Mixed Match: When Ancestry is to Care
Directed by Jeff Chiba Stearns (2016)
Film Review
This documentary explores the little known crisis around mixed race patients with aplastic anemia, leukemia and other blood diseases that require a donor match for a bone marrow transplant.*
To prevent host rejection of a bone marrow transplant, six Human Leukocyte Antigens (HLAs) must match. Siblings have only a one in four chance of having six matching HLA markers.
Mixed race individuals are the fastest growing demographic in the US and Canada, and HLA markers vary greatly between ethnic groups. Owing to slave rape, most African Americans have some European ancestry.
Caucasian ethnic groups are broadly divided into North, South, East, and West European subgroups, though exact HLA matches are more likely where the donor and recipient share ancestors of the same nationality (eg Italian, French, English, Scottish, etc).
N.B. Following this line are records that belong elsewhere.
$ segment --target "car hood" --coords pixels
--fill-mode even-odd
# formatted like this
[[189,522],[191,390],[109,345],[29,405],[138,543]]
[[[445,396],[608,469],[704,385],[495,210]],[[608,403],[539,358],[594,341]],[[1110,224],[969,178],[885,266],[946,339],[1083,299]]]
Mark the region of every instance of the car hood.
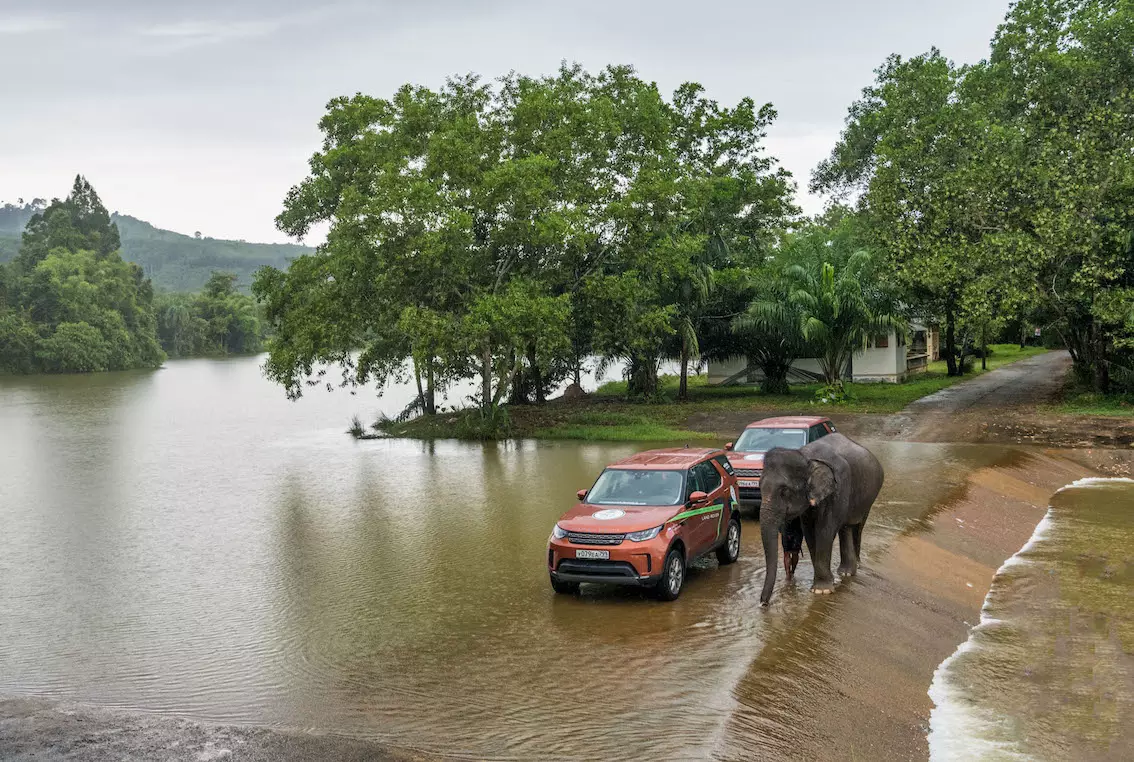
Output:
[[733,468],[763,468],[764,455],[762,452],[730,452],[728,462]]
[[[559,519],[568,532],[622,534],[660,526],[681,511],[683,505],[592,505],[579,503]],[[596,518],[595,514],[603,516]],[[609,518],[606,518],[609,517]]]

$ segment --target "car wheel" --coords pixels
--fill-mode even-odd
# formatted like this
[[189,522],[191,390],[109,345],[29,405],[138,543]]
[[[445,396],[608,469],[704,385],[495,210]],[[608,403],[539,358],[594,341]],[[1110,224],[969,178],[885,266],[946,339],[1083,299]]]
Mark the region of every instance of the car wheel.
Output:
[[578,582],[561,582],[555,577],[551,578],[551,589],[560,595],[574,595],[579,592]]
[[662,567],[662,576],[654,593],[659,600],[675,601],[681,595],[681,588],[685,584],[685,556],[680,548],[672,548],[665,555],[665,566]]
[[717,563],[721,566],[735,564],[740,558],[740,519],[733,516],[728,520],[724,545],[717,548]]

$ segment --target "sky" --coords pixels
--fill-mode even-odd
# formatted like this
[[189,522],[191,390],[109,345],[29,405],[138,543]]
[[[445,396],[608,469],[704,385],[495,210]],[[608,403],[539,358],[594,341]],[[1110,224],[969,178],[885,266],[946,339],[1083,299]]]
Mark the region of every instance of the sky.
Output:
[[[338,95],[632,64],[670,93],[772,103],[807,193],[890,53],[988,51],[1008,0],[0,0],[0,203],[64,196],[216,238],[284,241],[288,188]],[[307,243],[318,243],[308,240]]]

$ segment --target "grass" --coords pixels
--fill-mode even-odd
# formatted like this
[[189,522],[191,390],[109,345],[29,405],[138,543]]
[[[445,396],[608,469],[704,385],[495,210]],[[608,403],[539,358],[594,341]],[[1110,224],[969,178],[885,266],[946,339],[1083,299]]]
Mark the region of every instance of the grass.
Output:
[[1134,394],[1100,394],[1071,380],[1063,390],[1063,398],[1059,403],[1047,406],[1045,410],[1072,415],[1130,418],[1134,417]]
[[[1044,349],[1013,344],[992,347],[989,370],[1042,354]],[[689,400],[677,401],[678,379],[659,379],[658,398],[645,402],[627,399],[626,382],[603,384],[588,398],[577,402],[555,401],[543,406],[510,406],[507,425],[491,432],[477,425],[476,411],[426,416],[400,424],[383,424],[388,436],[417,439],[494,439],[535,437],[581,439],[602,442],[682,442],[723,439],[725,435],[703,429],[711,422],[694,419],[727,414],[752,413],[762,417],[780,415],[889,414],[916,399],[960,381],[979,376],[976,368],[961,377],[945,374],[944,363],[933,363],[925,373],[901,384],[847,384],[850,399],[839,404],[820,404],[815,393],[821,384],[792,386],[789,394],[762,394],[753,386],[709,386],[704,376],[689,379]],[[709,419],[711,421],[711,418]],[[702,430],[697,430],[702,429]]]
[[714,438],[713,434],[701,431],[673,428],[657,417],[594,410],[568,415],[554,426],[535,429],[532,436],[591,442],[675,442]]

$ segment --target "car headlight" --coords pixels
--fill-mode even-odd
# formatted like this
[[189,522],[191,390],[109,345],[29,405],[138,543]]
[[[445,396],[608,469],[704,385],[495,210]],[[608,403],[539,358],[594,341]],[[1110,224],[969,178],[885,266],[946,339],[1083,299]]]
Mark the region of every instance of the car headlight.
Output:
[[626,535],[626,539],[630,542],[645,542],[646,540],[652,540],[658,536],[658,532],[660,532],[662,530],[662,527],[664,526],[665,524],[662,524],[661,526],[656,526],[653,529],[643,529],[641,532],[630,532]]
[[559,526],[558,524],[556,524],[551,529],[551,536],[554,537],[557,540],[562,540],[564,537],[567,536],[567,530],[564,529],[563,527]]

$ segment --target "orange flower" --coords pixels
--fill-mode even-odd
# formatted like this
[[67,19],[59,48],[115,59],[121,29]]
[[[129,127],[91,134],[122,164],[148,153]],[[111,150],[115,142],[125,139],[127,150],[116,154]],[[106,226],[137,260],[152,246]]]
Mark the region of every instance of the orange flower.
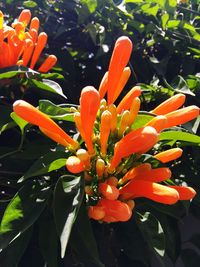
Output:
[[165,127],[169,128],[195,119],[199,116],[199,108],[195,105],[192,105],[167,113],[165,116],[167,118]]
[[167,163],[169,161],[172,161],[172,160],[175,160],[181,157],[182,153],[183,153],[183,150],[181,148],[176,147],[176,148],[171,148],[163,152],[160,152],[154,155],[154,158],[160,160],[162,163]]
[[103,157],[106,156],[107,151],[107,141],[111,130],[112,114],[105,110],[101,115],[101,125],[100,125],[100,145],[101,154]]
[[156,129],[156,131],[159,133],[161,132],[163,129],[165,129],[167,124],[167,118],[163,115],[159,115],[154,117],[152,120],[150,120],[146,126],[151,126],[154,129]]
[[179,200],[176,189],[144,180],[131,180],[120,190],[121,199],[146,197],[163,204],[174,204]]
[[166,101],[162,102],[151,112],[156,115],[165,115],[169,112],[172,112],[180,108],[184,104],[184,102],[185,102],[185,95],[177,94],[168,98]]
[[108,105],[114,102],[115,90],[121,80],[132,51],[132,42],[126,36],[117,39],[108,68]]
[[189,186],[169,186],[170,188],[176,189],[178,191],[180,200],[190,200],[193,199],[196,195],[196,191]]
[[92,142],[93,127],[96,120],[97,111],[100,106],[100,96],[98,91],[92,87],[87,86],[81,91],[80,97],[80,116],[82,130],[84,133],[85,143],[89,154],[94,154],[94,147]]
[[116,188],[116,186],[109,185],[107,183],[99,184],[99,192],[106,199],[116,200],[119,197],[119,190]]
[[[31,22],[30,22],[31,21]],[[38,36],[39,19],[31,20],[31,12],[24,9],[12,27],[4,25],[3,13],[0,13],[0,68],[14,65],[28,66],[34,69],[35,65],[46,45],[46,33],[40,33]],[[26,31],[28,24],[30,28]],[[47,57],[39,71],[47,72],[55,64],[57,58],[53,55]]]
[[109,168],[110,171],[112,172],[117,167],[122,158],[138,153],[140,150],[153,147],[157,140],[158,133],[150,126],[131,131],[116,143]]
[[66,161],[66,168],[71,173],[79,173],[84,171],[83,162],[76,156],[70,156]]
[[[14,112],[23,120],[43,128],[43,132],[48,136],[52,134],[52,139],[65,140],[72,148],[77,148],[77,142],[66,134],[52,119],[39,111],[34,106],[24,100],[17,100],[13,104]],[[57,141],[58,141],[57,139]]]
Likewise mixed race Asians are more likely to find matching donors where they have ancestors with the same nationality (Chinese, Korean, Japanese, etc).
The film mainly profiles the work of The Mixed Match Project, a Los Angeles-based charitable group that does outreach to mixed race Americans and Canadians to register their DNA with the Canadian Blood Services Stem Cell Registry or the US Match Registry. The filmmakers follow one donor and two recipient patients through the surgical procedures required for bone marrow donation. In one case, a leukeumia patient receives matching umbilical cord blood. This is a better source of stem cells as only four out of six matching HLA markers are required.
The film’s only serious omission is its failure to examine the major barrier cost (bone marrow transplantation is an extremely expensive procedure) poses for low income mixed race patients.
The website for the Mixed Match Project is www.mixedmatchproject.com
The film can be viewed free on Kanopy.
*As the bone marrow is the site where stem cells develop into new blood cells, replacing it can bring about full remission of many blood cancers.